Il più sfacciato resta comunque Zeno Cosini: chi più fortunello di lui? S’innamora di sua moglie, il suo rivale in amore e in affari s’ammazza per sbaglio. Persino quando il malessere esistenziale sembra prevalere, non ha che da scoppiare una guerra mondiale per trasformarlo in uno speculatore soddisfatto. Zeno doveva evidentemente contenere un potenziale negativo altissimo: non è difficile immaginare che il tizio “un po’ più ammalato degli altri” che si arrampica al centro della terra e la fa esplodere sia egli stesso. Per evitare che ciò succeda, per salvare il mondo (e la verosimiglianza del racconto), Svevo è costretto a servirgli colpi di fortuna a ripetizione.
Per i narratori insomma non c’è scampo: o inventano eroi positivi e li sommergono di sfighe, o s’ingegnano a elaborare colpi di fortuna per antieroi inetti. Di solito quelli più buonisti all’apparenza sono proprio quelli che nascondono in cantina orribili attrezzi con cui tormentare i loro eroi senza macchia. Essi tuttavia amano presentarsi in società come padri di eroi, e quindi un po’ eroici essi stessi, senza troppo insistere sul fatto che ne sono anche i più instancabili persecutori. Del resto, perché dovrebbero insegnare i più oscuri segreti del loro mestiere? La fortuna commerciale di un narratore dipende dalla quantità di dolore, frustrazione e sofferenza che riesce a infliggere ai suoi eroi prediletti. Egli dovrà essere spietato, come si addice a un padreterno. Ma persino il padreterno, tra un diluvio e una pestilenza, ha quei momenti in cui ci terrebbe ad apparire come un tizio misericordioso. Allo stesso modo quando i narratori vanno alle conferenze o ai corsi di scrittura creativa, hanno sempre quell’aria di “io non farei male a una mosca”. Il risultato è che poi da questi corsi escono un sacco di discepoli buonisti che credono che per raccontare una storia sia sufficiente inventarsi un simpatico eroe (spesso aspirante narratore egli stesso), al quale succedono solo cose simpatiche e mai niente di veramente grave, perché la violenza è una cosa ripugnante, no?
Anche quando è violenza su creature immaginarie. Da qui il corollario più interessante della teoria: come si distingue un vero narratore da un aspirante? Dalla pietà per i personaggi. Il vero narratore ne sarà totalmente privo.

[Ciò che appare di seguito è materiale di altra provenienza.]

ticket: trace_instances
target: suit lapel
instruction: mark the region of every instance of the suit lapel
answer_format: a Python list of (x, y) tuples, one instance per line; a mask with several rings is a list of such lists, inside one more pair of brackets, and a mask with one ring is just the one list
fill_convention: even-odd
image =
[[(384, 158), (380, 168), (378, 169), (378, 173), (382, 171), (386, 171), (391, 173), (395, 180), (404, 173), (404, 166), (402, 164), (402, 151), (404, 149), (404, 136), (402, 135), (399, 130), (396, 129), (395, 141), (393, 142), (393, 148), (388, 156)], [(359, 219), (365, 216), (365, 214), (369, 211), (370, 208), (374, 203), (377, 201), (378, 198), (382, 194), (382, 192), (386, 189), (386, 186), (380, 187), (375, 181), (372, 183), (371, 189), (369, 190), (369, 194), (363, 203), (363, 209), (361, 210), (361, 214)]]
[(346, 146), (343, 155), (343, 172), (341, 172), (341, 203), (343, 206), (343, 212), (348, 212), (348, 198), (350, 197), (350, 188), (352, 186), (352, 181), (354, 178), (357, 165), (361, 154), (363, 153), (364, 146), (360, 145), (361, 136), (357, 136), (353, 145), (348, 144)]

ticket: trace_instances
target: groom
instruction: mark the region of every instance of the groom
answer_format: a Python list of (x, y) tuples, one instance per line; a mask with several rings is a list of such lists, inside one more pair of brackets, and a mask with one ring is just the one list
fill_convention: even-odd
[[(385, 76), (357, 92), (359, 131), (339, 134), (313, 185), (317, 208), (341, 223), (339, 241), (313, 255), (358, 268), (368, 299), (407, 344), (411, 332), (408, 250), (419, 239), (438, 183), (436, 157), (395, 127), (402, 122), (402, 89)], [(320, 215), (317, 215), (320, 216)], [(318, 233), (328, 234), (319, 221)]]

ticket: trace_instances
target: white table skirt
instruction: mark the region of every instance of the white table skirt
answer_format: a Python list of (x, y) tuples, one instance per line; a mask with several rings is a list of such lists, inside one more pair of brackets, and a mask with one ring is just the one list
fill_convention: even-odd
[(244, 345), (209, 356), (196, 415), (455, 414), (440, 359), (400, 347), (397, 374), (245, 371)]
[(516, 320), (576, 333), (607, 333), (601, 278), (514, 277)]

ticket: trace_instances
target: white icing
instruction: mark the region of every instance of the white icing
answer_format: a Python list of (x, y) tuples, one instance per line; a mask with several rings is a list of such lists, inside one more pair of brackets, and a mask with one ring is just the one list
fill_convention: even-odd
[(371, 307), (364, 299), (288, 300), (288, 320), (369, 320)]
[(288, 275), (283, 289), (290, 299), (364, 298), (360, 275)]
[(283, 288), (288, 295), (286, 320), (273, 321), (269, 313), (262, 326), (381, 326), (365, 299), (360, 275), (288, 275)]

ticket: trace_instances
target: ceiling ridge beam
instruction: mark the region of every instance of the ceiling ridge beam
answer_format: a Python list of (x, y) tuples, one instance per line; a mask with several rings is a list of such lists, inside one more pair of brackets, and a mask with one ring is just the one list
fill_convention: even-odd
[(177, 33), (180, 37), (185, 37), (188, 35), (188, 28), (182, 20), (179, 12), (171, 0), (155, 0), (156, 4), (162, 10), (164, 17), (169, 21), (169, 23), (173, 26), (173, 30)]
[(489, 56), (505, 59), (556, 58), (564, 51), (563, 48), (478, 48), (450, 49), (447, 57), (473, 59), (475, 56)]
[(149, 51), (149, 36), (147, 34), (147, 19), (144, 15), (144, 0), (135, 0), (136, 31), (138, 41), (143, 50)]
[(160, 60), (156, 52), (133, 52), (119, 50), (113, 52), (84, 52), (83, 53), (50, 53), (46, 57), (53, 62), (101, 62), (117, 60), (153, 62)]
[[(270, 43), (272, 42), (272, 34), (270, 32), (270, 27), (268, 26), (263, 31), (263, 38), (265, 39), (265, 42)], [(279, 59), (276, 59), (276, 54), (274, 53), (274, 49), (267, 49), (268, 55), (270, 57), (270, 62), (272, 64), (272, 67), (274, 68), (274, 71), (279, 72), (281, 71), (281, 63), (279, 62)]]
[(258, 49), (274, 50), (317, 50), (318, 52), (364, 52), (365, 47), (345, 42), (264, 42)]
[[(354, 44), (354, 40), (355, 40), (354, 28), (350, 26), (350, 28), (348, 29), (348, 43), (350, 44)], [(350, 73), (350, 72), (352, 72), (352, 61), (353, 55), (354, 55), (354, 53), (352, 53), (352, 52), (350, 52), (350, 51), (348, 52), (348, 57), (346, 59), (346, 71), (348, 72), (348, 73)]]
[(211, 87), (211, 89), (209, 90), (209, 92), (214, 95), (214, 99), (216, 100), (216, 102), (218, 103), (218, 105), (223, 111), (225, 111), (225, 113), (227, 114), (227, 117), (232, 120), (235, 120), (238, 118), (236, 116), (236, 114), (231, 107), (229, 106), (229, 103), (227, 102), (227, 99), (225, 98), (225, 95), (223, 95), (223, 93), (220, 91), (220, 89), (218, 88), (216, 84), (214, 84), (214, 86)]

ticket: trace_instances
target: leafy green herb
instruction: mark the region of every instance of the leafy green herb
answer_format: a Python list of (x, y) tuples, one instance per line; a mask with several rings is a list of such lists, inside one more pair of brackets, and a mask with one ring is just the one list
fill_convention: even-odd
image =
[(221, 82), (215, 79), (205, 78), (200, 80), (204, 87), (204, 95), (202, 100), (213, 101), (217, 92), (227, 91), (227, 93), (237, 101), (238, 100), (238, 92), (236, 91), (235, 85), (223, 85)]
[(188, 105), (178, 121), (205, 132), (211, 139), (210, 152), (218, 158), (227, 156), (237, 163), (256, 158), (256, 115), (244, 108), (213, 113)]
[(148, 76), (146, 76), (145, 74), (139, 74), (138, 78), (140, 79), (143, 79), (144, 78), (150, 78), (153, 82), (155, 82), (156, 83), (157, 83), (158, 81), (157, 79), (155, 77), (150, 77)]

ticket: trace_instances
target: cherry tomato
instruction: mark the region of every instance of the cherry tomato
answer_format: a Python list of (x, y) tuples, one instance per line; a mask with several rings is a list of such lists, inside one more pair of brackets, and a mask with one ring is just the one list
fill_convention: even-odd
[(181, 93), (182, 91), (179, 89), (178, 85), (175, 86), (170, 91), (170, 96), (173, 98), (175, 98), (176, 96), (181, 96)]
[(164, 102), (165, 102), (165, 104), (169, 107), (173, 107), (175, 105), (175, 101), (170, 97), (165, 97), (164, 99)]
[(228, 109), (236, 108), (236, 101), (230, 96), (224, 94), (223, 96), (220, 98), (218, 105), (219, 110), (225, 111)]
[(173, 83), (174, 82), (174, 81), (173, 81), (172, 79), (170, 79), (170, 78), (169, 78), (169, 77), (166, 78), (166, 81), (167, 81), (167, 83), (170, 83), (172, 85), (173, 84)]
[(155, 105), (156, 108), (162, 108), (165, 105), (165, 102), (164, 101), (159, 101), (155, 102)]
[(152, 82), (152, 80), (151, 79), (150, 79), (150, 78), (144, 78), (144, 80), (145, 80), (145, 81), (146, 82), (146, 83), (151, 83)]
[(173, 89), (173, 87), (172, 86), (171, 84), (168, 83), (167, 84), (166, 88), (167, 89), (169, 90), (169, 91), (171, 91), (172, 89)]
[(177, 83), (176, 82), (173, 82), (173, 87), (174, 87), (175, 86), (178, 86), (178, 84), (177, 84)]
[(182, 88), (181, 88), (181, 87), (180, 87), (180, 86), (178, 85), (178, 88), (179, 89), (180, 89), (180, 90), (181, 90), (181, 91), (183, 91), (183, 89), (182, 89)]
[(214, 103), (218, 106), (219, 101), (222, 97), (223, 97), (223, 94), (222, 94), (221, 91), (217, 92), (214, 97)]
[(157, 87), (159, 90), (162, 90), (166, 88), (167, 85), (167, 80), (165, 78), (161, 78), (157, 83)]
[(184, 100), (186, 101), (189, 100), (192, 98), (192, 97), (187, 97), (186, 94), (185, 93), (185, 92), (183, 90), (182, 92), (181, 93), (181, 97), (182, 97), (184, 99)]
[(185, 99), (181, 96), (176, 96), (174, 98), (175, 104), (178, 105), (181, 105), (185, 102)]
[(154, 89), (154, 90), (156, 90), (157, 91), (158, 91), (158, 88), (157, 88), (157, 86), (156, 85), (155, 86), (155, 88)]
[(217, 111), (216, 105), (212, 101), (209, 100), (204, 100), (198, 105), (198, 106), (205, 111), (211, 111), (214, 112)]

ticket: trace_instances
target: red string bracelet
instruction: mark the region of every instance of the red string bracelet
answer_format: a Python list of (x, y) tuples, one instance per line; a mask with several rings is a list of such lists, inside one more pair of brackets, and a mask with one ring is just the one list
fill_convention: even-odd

Ti è venuto bene quel tenero ragazzino, Nemecsek? Bravo Molnár, ora stroncalo con una polmonite fulminante. Generazioni di giovani lettori piangeranno per quello che stai facendo al più eroico soldato semplice delle strade di Budapest. Milioni di fanciulli e fanciulle t’imploreranno e ti malediranno, ma sarà per sempre troppo tardi: Nemecsek è morto, fatevene una ragione, e se non fosse morto il romanzo non sarebbe finito negli scaffali su cui lo avete trovato.
Diventare veri narratori significa accettare il proprio ruolo di assassini di eroi, dispensatori di disgrazie, reggitori di cornucopie di ininterrotta sfiga. Questo è il destino del narratore. Non ti va? Nessun problema, il mondo ha più bisogno di idraulici.